Este trabalho comprovou a influência da Revolução Cultural nos

comportamentos socioculturais. Em que notamos que cada época exigiu padrões de gêneros

que foram mantidos e modificados para a inserção de homens e mulheres no consumo. Com

isso, percebemos que as relações mercadológicas podem levar a sensações tanto de pertença

quanto de exclusão, a partir da aquisição dos produtos carregados de sentidos e significações,

que também impulsionam a formação de identidade. Em que os indivíduos caracterizam quem

são por meio das características de seus objetos de consumo. Provando que a publicidade não

é apenas uma ferramenta comercial que, por meio das técnicas de persuasão, intenta tornar

necessária a compra de determinado produto, ela também é um produto de ordem

63

sociocultural, que ao se aproximar da sociedade torna-se um reflexo da cultura

contemporânea.

É percebido por meio desta análise, que o consumo em associação à

identidade ou identificação está presente cada vez mais no universo infantil, em que as

crianças são treinadas cada vez mais cedo para agirem como pequenos adultos, com

comportamentos e vestimentas cada vez mais semelhantes ao universo adulto. Assim,

percebemos que este fenômeno tem atraído pesquisadores com intensões de estudos

semelhantes ao tema deste trabalho de conclusão de curso, fazendo com o que esta pesquisa

possa servir de base para futuros estudos. Podendo ser relevante para toda a sociedade, por ter

como base a interpretação de fenômenos sociais.

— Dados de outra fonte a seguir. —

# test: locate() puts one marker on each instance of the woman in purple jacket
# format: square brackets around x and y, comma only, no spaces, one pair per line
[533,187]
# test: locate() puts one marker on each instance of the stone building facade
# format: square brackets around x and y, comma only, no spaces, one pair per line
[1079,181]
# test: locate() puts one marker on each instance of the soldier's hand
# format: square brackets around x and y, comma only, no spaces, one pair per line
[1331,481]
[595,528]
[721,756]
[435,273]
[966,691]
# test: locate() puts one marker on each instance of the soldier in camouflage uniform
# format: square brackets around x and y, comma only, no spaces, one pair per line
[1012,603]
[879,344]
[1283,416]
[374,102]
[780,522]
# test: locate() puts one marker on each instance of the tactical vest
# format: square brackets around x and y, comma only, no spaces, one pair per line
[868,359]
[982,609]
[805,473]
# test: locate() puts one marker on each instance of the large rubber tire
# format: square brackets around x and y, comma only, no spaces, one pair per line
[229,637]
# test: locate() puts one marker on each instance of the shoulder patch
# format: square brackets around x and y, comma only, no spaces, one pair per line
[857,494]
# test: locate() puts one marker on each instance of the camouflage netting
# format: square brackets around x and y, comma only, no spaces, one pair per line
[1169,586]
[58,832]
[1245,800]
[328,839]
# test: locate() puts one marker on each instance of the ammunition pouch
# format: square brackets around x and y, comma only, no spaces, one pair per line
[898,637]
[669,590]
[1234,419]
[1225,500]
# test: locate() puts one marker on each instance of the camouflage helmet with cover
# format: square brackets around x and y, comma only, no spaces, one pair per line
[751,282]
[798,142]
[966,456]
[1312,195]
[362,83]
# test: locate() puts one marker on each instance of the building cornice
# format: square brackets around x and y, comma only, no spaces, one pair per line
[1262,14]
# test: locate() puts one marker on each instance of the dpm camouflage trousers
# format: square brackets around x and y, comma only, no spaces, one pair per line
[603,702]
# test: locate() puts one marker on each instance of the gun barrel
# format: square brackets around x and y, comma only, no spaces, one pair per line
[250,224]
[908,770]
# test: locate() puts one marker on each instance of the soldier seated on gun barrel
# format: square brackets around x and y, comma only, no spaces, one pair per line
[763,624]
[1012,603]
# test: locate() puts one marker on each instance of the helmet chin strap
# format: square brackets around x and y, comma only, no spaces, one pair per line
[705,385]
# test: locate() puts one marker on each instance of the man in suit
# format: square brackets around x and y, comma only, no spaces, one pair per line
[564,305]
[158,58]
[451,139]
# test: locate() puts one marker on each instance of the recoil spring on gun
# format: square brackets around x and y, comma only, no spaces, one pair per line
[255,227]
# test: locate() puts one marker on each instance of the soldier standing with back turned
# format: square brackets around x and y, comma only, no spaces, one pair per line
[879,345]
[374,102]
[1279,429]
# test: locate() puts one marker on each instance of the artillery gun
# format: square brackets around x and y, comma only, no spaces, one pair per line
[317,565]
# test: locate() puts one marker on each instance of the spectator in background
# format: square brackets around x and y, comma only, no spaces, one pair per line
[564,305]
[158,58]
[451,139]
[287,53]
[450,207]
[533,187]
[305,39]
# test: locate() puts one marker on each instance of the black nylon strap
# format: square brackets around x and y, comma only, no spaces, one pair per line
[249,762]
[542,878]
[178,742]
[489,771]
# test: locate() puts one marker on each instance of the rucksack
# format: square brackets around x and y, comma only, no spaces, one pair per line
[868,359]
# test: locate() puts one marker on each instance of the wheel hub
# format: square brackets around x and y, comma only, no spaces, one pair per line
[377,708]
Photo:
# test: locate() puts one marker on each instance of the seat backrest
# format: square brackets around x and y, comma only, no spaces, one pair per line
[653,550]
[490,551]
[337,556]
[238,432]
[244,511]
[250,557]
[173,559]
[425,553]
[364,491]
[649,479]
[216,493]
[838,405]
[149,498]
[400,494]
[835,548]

Deste modo, esta pesquisa inscreve-se nos estudos que discutem consumo

infantil, identidade, dispositivos, podendo ser estendida à dissertação de mestrado da

pesquisadora. Contribuindo com olhares para denotar, marcar e discutir elementos da cultura

que indicam modos de ser e de agir. Pois, o tema deste trabalho está presente e explícito no

momento social que vivemos, sendo um estudo que não pode se restringir somente a este

material.

Dessa maneira, podemos concluir que as relações sociais mudaram com o

tempo, desenvolvendo comportamentos por meio da evolução da moda, do feminismo e da

produção em massa, que impulsiona o consumo exacerbado. Entretanto, algumas ideias em

sua essência ainda são mantidas pelas culturas e tradições, como a diferenciação dos sexos por

meio das cores, modos de ser, agir, vestir, sentir ou pensar. Levando em conta que a mídia

como um todo (jornais, novelas, filmes, propagandas, etc.) são agentes comunicadores que

ajudam na educação dos sujeitos, que muitas vezes possuem gostos ou hábitos que não sabem

explicar, em exato, de onde começaram.

Vislumbramos que é possível entender as identidades de gênero como

relacionadas a signos e significações da propaganda, pois ela se utiliza de dispositivos que

induzem o consumo e, ao mesmo tempo, associam afirmações sociais sobre comportamento,

cultura e estilo de vida por meio dos signos e suas significações, tão presentes nos produtos

ofertados, que expressam ideias aos consumidores, passando a fazer parte de quem são.